The IFPs are far better for deep biological studies than standard green fluorescent proteins (GFPs), Silberg said. “The light needed to turn on a GFP and make it glow doesn’t get very far,” he said. “It doesn’t penetrate very well into deep tissue, because there are a lot of things that absorb light in that region of the spectrum. But near-IR offers us the best signal we can get with any protein.”
Silberg said the system will be useful not only for medical researchers like Maresso who are interested in studying microbial pathogens, but also for those who study gene therapy technologies in animals, including co-author Lynn Zechiedrich, a Baylor College of Medicine professor who has pioneered the development of DNA MiniVectors.
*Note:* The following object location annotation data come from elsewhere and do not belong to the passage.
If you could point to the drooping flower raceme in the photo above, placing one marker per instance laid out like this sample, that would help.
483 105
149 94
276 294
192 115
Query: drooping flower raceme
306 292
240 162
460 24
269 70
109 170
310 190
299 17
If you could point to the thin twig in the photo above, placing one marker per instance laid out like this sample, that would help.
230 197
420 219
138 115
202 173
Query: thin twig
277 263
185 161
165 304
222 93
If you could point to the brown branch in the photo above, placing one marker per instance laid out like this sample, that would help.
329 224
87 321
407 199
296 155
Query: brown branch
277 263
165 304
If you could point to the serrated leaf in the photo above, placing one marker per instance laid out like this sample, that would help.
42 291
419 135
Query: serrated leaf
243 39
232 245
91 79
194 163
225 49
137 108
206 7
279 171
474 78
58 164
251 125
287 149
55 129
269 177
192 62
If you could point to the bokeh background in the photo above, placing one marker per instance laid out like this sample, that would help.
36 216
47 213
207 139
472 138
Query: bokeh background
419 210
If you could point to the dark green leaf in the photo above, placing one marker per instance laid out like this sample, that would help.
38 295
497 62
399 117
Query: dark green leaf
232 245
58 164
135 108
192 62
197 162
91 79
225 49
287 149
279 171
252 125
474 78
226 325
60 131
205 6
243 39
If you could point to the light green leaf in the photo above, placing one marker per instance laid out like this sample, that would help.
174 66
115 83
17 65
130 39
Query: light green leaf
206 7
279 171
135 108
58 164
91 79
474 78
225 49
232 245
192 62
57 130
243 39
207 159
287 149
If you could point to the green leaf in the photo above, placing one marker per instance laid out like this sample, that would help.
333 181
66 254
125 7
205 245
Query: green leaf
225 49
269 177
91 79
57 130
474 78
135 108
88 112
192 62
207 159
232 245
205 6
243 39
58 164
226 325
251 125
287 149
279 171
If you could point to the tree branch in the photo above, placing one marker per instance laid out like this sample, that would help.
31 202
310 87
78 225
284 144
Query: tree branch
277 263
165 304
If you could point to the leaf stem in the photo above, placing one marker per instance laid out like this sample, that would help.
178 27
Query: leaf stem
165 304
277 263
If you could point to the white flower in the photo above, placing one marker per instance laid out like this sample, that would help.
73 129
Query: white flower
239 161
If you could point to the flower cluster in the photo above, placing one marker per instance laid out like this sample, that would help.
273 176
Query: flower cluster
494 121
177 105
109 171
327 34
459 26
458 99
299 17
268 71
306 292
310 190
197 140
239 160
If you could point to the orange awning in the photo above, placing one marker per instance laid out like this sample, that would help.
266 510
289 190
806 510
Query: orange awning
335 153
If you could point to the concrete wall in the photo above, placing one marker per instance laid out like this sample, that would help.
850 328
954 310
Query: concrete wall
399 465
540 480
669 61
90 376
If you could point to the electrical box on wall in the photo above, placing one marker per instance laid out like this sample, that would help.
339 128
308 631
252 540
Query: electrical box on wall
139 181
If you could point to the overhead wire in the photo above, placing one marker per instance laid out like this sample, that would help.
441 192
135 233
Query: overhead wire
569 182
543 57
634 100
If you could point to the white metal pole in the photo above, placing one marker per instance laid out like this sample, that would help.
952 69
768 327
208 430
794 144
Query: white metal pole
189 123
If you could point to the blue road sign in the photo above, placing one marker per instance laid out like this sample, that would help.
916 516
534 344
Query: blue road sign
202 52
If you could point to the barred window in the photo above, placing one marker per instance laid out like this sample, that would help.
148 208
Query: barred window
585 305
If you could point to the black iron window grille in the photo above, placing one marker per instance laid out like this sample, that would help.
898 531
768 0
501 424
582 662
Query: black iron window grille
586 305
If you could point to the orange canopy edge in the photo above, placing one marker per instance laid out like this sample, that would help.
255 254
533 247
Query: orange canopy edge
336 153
“MiniVectors are small circular pieces of DNA that can get into many cells. However, they display the best DNA delivery properties at small sizes that cannot encode a full protein like IFP,” Silberg said.
“What Lynn really needs are proteins that can be delivered to cells in pieces. Our two-piece IFP will enable her to study MiniVectors delivery of split-protein cargos in animals, and our approach for breaking proteins into pieces will allow us to build new therapeutic cargos that can be delivered to diseased cells using MiniVectors,” he said.
Silberg suggested split IFPs could have many other uses. “What if you can fuse this protein to another that senses a chemical? Maybe a toxin or a metabolite? This opens up the possibility of engineering new complex biosensors for use in animals.”
Christopher Nobles, a graduate student at Baylor College of Medicine, is a co-author of the paper. Maresso is an assistant professor at Baylor. Silberg is an associate professor of biochemistry and cell biology at Rice.
The National Science Foundation, the Robert A. Welch Foundation, the John S. Dunn Collaborative Research Award and the National Institutes of Health supported the research.